Transient domain formation in membrane-bound organelles undergoing maturation
Serge Dmitrieff, and Pierre Sens

TL;DR
This paper investigates how enzymatic maturation influences transient domain formation in membrane-bound organelles, revealing that maturation rate controls domain size and dynamics, which may impact intra-organelle processes.
Contribution
It introduces a model showing how irreversible enzymatic reactions regulate transient membrane domain sizes during organelle maturation.
Findings
Domain size depends on maturation rate via a power-law.
Transient domains form due to phase separation influenced by enzymatic activity.
Maturation controls intra-organelle membrane organization.
Abstract
The membrane components of cellular organelles have been shown to segregate into domains as the result of biochemical maturation.

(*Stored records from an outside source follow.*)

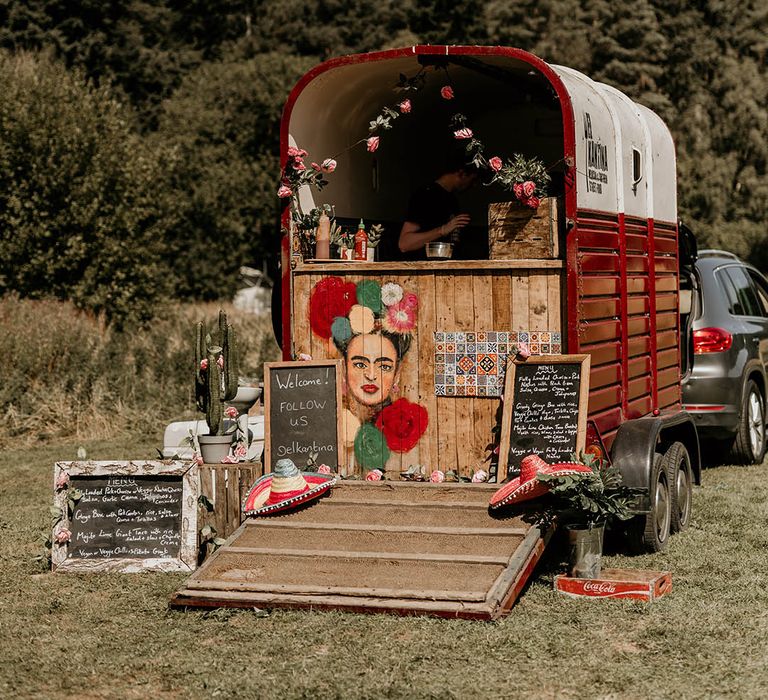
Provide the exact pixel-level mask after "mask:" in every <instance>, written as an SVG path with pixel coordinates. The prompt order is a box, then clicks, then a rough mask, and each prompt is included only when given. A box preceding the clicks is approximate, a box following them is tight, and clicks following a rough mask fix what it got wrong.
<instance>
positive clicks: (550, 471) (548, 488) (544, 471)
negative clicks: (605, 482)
mask: <svg viewBox="0 0 768 700" xmlns="http://www.w3.org/2000/svg"><path fill="white" fill-rule="evenodd" d="M591 471H592V469H591V468H590V467H588V466H586V465H584V464H570V463H568V464H566V463H561V464H547V463H546V462H545V461H544V460H543V459H542V458H541V457H539V456H538V455H533V454H531V455H528V456H527V457H523V459H522V461H521V462H520V476H518V477H517V478H515V479H512V481H510V482H508V483H506V484H504V485H503V486H502V487H501V488H500V489H499V490H498V491H497V492H496V493H494V494H493V496H491V500H490V503H489V507H490V508H491V510H493V509H496V508H501V507H502V506H508V505H513V504H515V503H521V502H522V501H530V500H532V499H534V498H539V497H541V496H543V495H544V494H546V493H547V492H548V491H549V486H548V485H547V484H546V483H544V482H542V481H539V480H538V479H537V478H536V475H537V474H550V475H553V476H566V475H567V474H578V473H584V472H591Z"/></svg>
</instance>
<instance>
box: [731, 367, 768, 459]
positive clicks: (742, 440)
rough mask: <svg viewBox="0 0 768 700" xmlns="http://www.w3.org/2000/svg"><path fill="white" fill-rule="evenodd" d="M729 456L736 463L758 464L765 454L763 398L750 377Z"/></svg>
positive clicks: (763, 407)
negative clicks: (734, 438) (737, 429)
mask: <svg viewBox="0 0 768 700" xmlns="http://www.w3.org/2000/svg"><path fill="white" fill-rule="evenodd" d="M731 456H732V457H733V459H734V461H735V462H736V463H737V464H760V463H761V462H762V461H763V457H764V456H765V400H764V399H763V395H762V393H760V389H759V388H758V386H757V384H755V382H754V381H753V380H752V379H750V380H749V381H748V382H747V387H746V391H745V392H744V402H743V404H742V406H741V415H740V416H739V429H738V431H737V432H736V437H735V439H734V441H733V447H732V448H731Z"/></svg>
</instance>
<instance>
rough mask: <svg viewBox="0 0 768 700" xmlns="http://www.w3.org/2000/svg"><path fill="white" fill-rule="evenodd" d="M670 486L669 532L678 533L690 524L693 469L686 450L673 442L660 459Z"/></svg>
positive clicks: (681, 442) (676, 443)
mask: <svg viewBox="0 0 768 700" xmlns="http://www.w3.org/2000/svg"><path fill="white" fill-rule="evenodd" d="M662 461H663V463H664V468H665V469H666V471H667V481H668V482H669V486H670V500H671V508H670V521H669V522H670V530H671V531H672V532H680V530H685V528H686V527H688V524H689V523H690V522H691V506H692V500H693V469H692V468H691V459H690V457H689V456H688V450H687V449H685V445H683V443H682V442H673V443H672V445H671V446H670V448H669V449H668V450H667V451H666V452H665V453H664V457H663V459H662Z"/></svg>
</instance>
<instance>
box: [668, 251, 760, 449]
mask: <svg viewBox="0 0 768 700" xmlns="http://www.w3.org/2000/svg"><path fill="white" fill-rule="evenodd" d="M680 307H681V308H680V311H681V316H682V318H681V321H682V323H681V328H685V327H686V325H687V326H688V329H689V332H688V335H687V336H683V337H684V338H687V343H688V347H687V348H682V349H683V353H682V354H683V357H684V358H687V362H688V366H687V367H686V373H685V375H684V377H683V405H684V408H685V409H686V410H687V411H688V412H689V413H690V414H691V415H692V416H693V417H694V419H695V421H696V427H697V428H698V431H699V435H700V437H701V438H702V439H707V438H710V439H714V440H718V441H721V442H723V443H725V444H726V445H727V446H728V447H729V448H730V458H731V459H732V460H733V461H735V462H736V463H738V464H759V463H761V462H762V461H763V457H764V455H765V450H766V431H765V422H766V371H767V370H768V281H766V279H765V277H763V275H762V274H760V272H758V270H756V269H755V268H754V267H752V266H751V265H748V264H747V263H745V262H743V261H742V260H740V259H739V258H737V257H736V256H735V255H733V254H732V253H727V252H725V251H722V250H702V251H699V253H698V259H697V260H696V263H695V266H694V270H693V272H692V274H690V275H689V276H688V278H687V279H681V291H680Z"/></svg>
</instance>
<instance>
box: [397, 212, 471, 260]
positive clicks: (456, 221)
mask: <svg viewBox="0 0 768 700" xmlns="http://www.w3.org/2000/svg"><path fill="white" fill-rule="evenodd" d="M468 223H469V214H457V215H456V216H454V217H453V218H452V219H449V220H448V222H447V223H445V224H443V225H442V226H438V227H437V228H433V229H430V230H429V231H422V230H421V229H420V228H419V225H418V224H417V223H414V222H413V221H406V222H405V223H404V224H403V228H402V229H401V230H400V238H399V239H398V242H397V245H398V247H399V248H400V252H401V253H410V252H411V251H414V250H421V249H422V248H423V247H424V246H425V245H427V243H430V242H432V241H434V240H437V239H438V238H442V237H443V236H447V235H448V234H449V233H453V231H455V230H456V229H457V228H460V227H462V226H466V225H467V224H468Z"/></svg>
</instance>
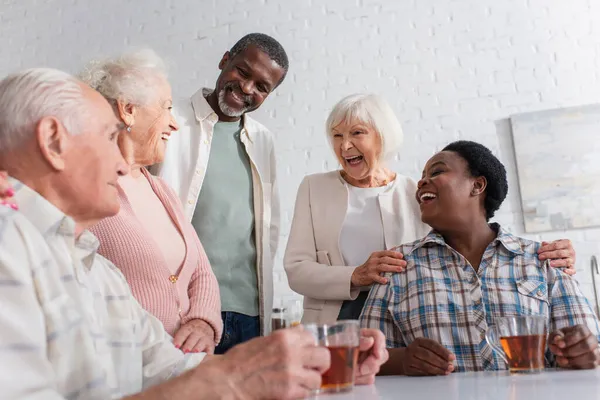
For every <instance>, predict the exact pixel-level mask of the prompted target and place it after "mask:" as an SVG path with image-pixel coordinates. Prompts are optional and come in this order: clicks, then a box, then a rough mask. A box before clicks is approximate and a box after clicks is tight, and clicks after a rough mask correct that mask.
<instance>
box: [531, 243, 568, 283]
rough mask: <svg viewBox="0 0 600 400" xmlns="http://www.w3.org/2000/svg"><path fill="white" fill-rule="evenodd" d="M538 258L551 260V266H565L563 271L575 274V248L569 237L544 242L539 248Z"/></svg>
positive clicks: (566, 272) (563, 269) (541, 259)
mask: <svg viewBox="0 0 600 400" xmlns="http://www.w3.org/2000/svg"><path fill="white" fill-rule="evenodd" d="M538 258H539V259H540V260H541V261H544V260H550V266H551V267H555V268H564V269H563V272H564V273H565V274H568V275H575V274H576V271H575V261H576V255H575V249H574V248H573V243H571V241H570V240H569V239H561V240H555V241H554V242H551V243H548V242H542V245H541V246H540V248H539V249H538Z"/></svg>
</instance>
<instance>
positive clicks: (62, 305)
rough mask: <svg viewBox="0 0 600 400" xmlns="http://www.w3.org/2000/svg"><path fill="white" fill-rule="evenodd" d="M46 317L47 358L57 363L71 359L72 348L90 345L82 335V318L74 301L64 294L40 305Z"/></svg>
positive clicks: (85, 338)
mask: <svg viewBox="0 0 600 400" xmlns="http://www.w3.org/2000/svg"><path fill="white" fill-rule="evenodd" d="M42 309H43V312H44V317H45V319H46V340H47V343H48V359H49V360H50V362H52V364H54V365H59V366H60V364H61V362H63V361H65V360H66V361H69V360H71V361H72V360H73V358H74V354H73V349H74V348H79V349H80V351H85V350H84V349H83V348H82V347H84V346H85V345H92V343H84V342H89V337H88V336H87V335H84V329H83V326H84V323H85V321H84V319H83V316H82V314H81V312H80V310H79V309H78V308H77V305H76V304H75V302H74V301H73V300H72V299H71V298H70V297H69V296H68V295H66V294H63V295H60V296H58V297H56V298H54V299H52V300H50V301H48V302H47V303H45V304H43V305H42Z"/></svg>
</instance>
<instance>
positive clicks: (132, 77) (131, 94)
mask: <svg viewBox="0 0 600 400" xmlns="http://www.w3.org/2000/svg"><path fill="white" fill-rule="evenodd" d="M79 78H80V79H81V80H82V81H83V82H84V83H86V84H88V85H89V86H91V87H92V89H95V90H97V91H98V92H100V94H101V95H102V96H104V97H105V98H106V99H107V100H109V102H110V103H111V104H113V106H114V105H115V103H116V101H117V100H119V101H122V102H124V103H128V104H135V105H139V106H143V105H147V104H149V103H151V102H152V101H155V100H156V99H157V92H156V81H157V79H167V69H166V65H165V62H164V61H163V60H162V58H160V57H159V56H158V55H157V54H156V53H155V52H154V50H151V49H142V50H137V51H134V52H131V53H125V54H122V55H120V56H117V57H114V58H109V59H106V60H103V61H91V62H90V63H89V64H88V65H86V66H85V67H84V69H83V71H82V72H81V73H80V74H79Z"/></svg>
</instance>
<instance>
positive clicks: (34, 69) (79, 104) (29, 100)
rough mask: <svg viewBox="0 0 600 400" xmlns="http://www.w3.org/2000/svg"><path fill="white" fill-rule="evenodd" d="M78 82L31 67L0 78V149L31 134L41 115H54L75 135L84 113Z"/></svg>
mask: <svg viewBox="0 0 600 400" xmlns="http://www.w3.org/2000/svg"><path fill="white" fill-rule="evenodd" d="M88 111H89V108H88V102H87V101H86V100H85V98H84V94H83V92H82V88H81V82H79V80H77V79H76V78H75V77H74V76H72V75H69V74H67V73H66V72H63V71H59V70H56V69H51V68H33V69H28V70H25V71H22V72H17V73H14V74H11V75H9V76H7V77H6V78H4V79H3V80H2V81H0V152H6V151H11V150H14V149H16V148H18V147H19V146H20V145H22V144H23V143H25V142H26V141H27V140H29V139H31V137H32V136H33V135H34V134H35V128H36V125H37V123H38V122H39V121H40V120H41V119H42V118H44V117H50V116H51V117H55V118H57V119H58V120H59V121H60V122H61V123H62V124H63V126H64V127H65V129H66V130H67V132H69V133H70V134H73V135H74V134H78V133H80V132H81V129H82V127H83V125H82V123H81V122H82V121H83V120H84V119H85V115H87V114H88Z"/></svg>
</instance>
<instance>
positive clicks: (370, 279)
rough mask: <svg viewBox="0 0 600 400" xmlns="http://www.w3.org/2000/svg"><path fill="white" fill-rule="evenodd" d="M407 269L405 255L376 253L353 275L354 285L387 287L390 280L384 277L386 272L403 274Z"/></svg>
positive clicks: (381, 252) (353, 273) (353, 274)
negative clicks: (388, 282)
mask: <svg viewBox="0 0 600 400" xmlns="http://www.w3.org/2000/svg"><path fill="white" fill-rule="evenodd" d="M405 268H406V261H404V255H403V254H402V253H399V252H397V251H393V250H383V251H376V252H374V253H373V254H371V256H369V259H368V260H367V261H366V262H365V263H364V264H363V265H361V266H359V267H357V268H355V269H354V272H353V273H352V278H351V279H352V285H353V286H356V287H359V286H370V285H372V284H373V283H380V284H382V285H385V284H387V283H388V279H387V278H385V277H383V276H382V275H383V274H384V273H386V272H396V273H397V272H402V271H404V269H405Z"/></svg>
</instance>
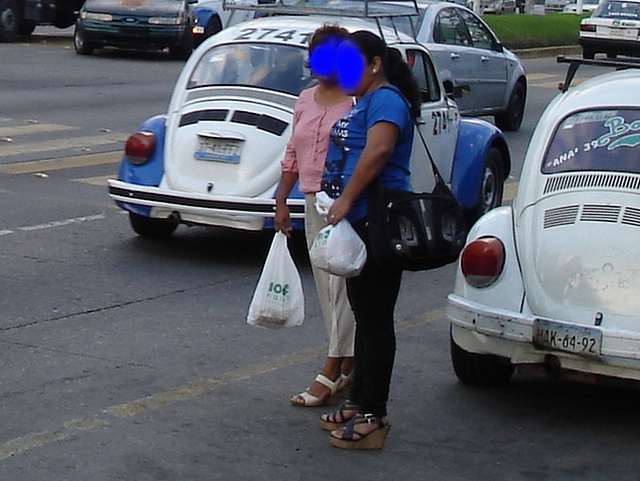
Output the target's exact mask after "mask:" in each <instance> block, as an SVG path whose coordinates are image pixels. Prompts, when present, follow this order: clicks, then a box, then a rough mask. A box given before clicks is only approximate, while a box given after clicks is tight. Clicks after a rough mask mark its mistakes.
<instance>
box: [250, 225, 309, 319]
mask: <svg viewBox="0 0 640 481" xmlns="http://www.w3.org/2000/svg"><path fill="white" fill-rule="evenodd" d="M303 321H304V293H303V291H302V281H301V280H300V274H299V272H298V269H297V267H296V265H295V263H294V262H293V258H292V257H291V253H290V252H289V247H288V246H287V236H286V235H284V234H283V233H282V232H276V234H275V235H274V237H273V242H272V243H271V248H270V249H269V254H268V255H267V260H266V261H265V263H264V267H263V268H262V273H261V274H260V279H258V285H257V286H256V290H255V292H254V294H253V299H252V300H251V304H250V305H249V313H248V315H247V322H248V323H249V324H251V325H253V326H258V327H264V328H268V329H280V328H283V327H295V326H299V325H301V324H302V322H303Z"/></svg>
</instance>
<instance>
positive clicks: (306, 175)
mask: <svg viewBox="0 0 640 481" xmlns="http://www.w3.org/2000/svg"><path fill="white" fill-rule="evenodd" d="M347 34H348V32H347V30H345V29H343V28H340V27H337V26H329V25H325V26H323V27H322V28H319V29H318V30H316V32H315V33H314V35H313V37H312V38H311V41H310V43H309V58H310V62H309V63H310V69H311V72H312V73H313V74H314V76H315V77H316V78H317V79H318V84H317V85H316V86H315V87H312V88H310V89H307V90H304V91H303V92H302V93H301V94H300V97H299V98H298V101H297V103H296V107H295V111H294V114H293V133H292V135H291V139H290V140H289V143H288V144H287V150H286V154H285V157H284V159H283V160H282V162H281V164H282V178H281V181H280V189H279V191H278V195H277V197H276V215H275V229H276V230H278V231H282V232H284V233H285V234H287V235H289V233H290V232H291V218H290V216H289V208H288V207H287V204H286V200H287V197H288V196H289V194H290V193H291V190H292V189H293V186H294V185H295V183H296V181H299V189H300V191H301V192H303V193H304V194H305V235H306V239H307V244H308V246H309V247H310V246H311V244H312V243H313V240H314V239H315V237H316V235H317V233H318V231H319V230H320V229H322V228H323V227H325V226H326V225H327V224H328V222H327V219H326V218H324V217H323V216H321V215H320V214H318V212H317V211H316V208H315V197H316V193H317V192H319V191H320V190H321V189H320V181H321V180H322V174H323V171H324V162H325V158H326V154H327V147H328V144H329V132H330V130H331V127H333V124H334V123H335V122H336V121H337V120H338V119H340V118H341V117H342V116H344V115H346V114H347V113H348V112H349V111H350V110H351V107H352V105H353V101H352V98H351V97H348V96H346V95H345V94H343V93H342V92H341V91H340V89H339V88H338V86H337V85H336V82H335V78H334V75H333V72H331V73H329V72H327V71H326V67H327V62H326V60H327V59H328V58H330V57H332V55H328V56H327V55H324V54H326V53H327V51H329V49H330V48H331V45H332V44H333V45H337V43H339V42H340V41H341V40H342V38H344V37H346V35H347ZM319 47H320V49H319ZM322 49H324V51H323V50H322ZM314 53H316V54H317V55H318V57H314ZM320 57H323V58H320ZM314 58H319V61H318V62H315V65H314ZM315 67H322V69H319V68H315ZM312 270H313V277H314V280H315V283H316V290H317V292H318V297H319V299H320V307H321V310H322V316H323V318H324V320H325V324H326V327H327V333H328V335H329V353H328V356H327V360H326V362H325V365H324V367H323V368H322V370H321V371H320V373H319V374H318V375H317V376H316V378H315V380H314V382H313V383H312V384H311V386H309V387H308V388H307V389H306V390H305V391H303V392H301V393H300V394H297V395H295V396H293V397H292V398H291V402H292V403H293V404H294V405H296V406H307V407H310V406H321V405H325V404H329V403H330V402H332V401H334V400H336V399H337V397H338V396H339V395H340V394H343V391H344V390H345V389H346V388H348V387H349V385H350V381H351V372H352V370H353V345H354V334H355V321H354V318H353V312H352V311H351V306H350V304H349V300H348V299H347V290H346V286H345V279H344V278H343V277H338V276H334V275H331V274H329V273H327V272H324V271H322V270H321V269H318V268H316V267H315V266H312Z"/></svg>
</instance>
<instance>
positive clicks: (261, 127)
mask: <svg viewBox="0 0 640 481" xmlns="http://www.w3.org/2000/svg"><path fill="white" fill-rule="evenodd" d="M231 122H236V123H238V124H245V125H255V126H256V127H257V128H258V129H260V130H264V131H265V132H270V133H272V134H275V135H278V136H280V135H282V134H283V132H284V131H285V130H286V128H287V127H288V126H289V124H288V123H287V122H284V121H282V120H280V119H276V118H275V117H271V116H270V115H264V114H256V113H254V112H246V111H244V110H236V111H235V112H234V113H233V116H232V117H231Z"/></svg>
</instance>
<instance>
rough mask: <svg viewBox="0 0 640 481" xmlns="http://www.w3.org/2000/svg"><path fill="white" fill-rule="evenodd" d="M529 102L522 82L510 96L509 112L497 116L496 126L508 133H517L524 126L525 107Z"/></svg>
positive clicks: (509, 98)
mask: <svg viewBox="0 0 640 481" xmlns="http://www.w3.org/2000/svg"><path fill="white" fill-rule="evenodd" d="M526 101H527V91H526V89H525V86H524V84H523V83H522V82H518V83H516V84H515V86H514V87H513V90H512V91H511V95H510V96H509V105H508V106H507V111H506V112H503V113H501V114H498V115H496V116H495V121H496V125H497V126H498V127H499V128H500V129H502V130H504V131H507V132H515V131H517V130H518V129H519V128H520V125H522V118H523V117H524V106H525V103H526Z"/></svg>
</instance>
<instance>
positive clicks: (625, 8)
mask: <svg viewBox="0 0 640 481" xmlns="http://www.w3.org/2000/svg"><path fill="white" fill-rule="evenodd" d="M580 46H581V47H582V55H583V57H584V58H594V56H595V54H596V53H605V54H606V55H607V57H609V58H616V56H618V55H629V56H634V57H640V1H639V0H624V1H621V0H604V1H603V2H602V3H601V4H600V6H599V7H598V8H597V9H596V10H595V11H594V12H593V14H592V15H591V17H589V18H585V19H583V20H582V22H581V23H580Z"/></svg>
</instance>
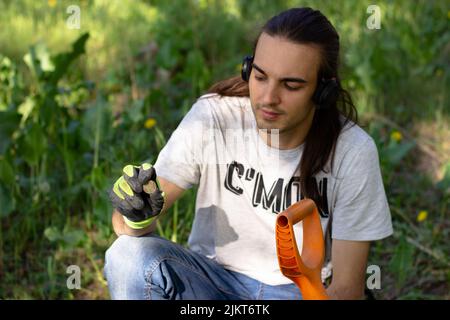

We propose that the dynamical competition between maturation and lateral segregation of membrane components regulates domain formation. We study a two- component fluid membrane in which enzymatic reaction irreversibly converts one component into another, and phase separation triggers the formation of transient membrane domains. The maximum domains size is shown to depend on the maturation rate as a power-law similar to the one observed for domain growth with time in the absence of maturation, despite this time dependence not being verified in the case of irreversible maturation. This control of domain size by enzymatic activity could play a critical role in intra-organelle dynamics.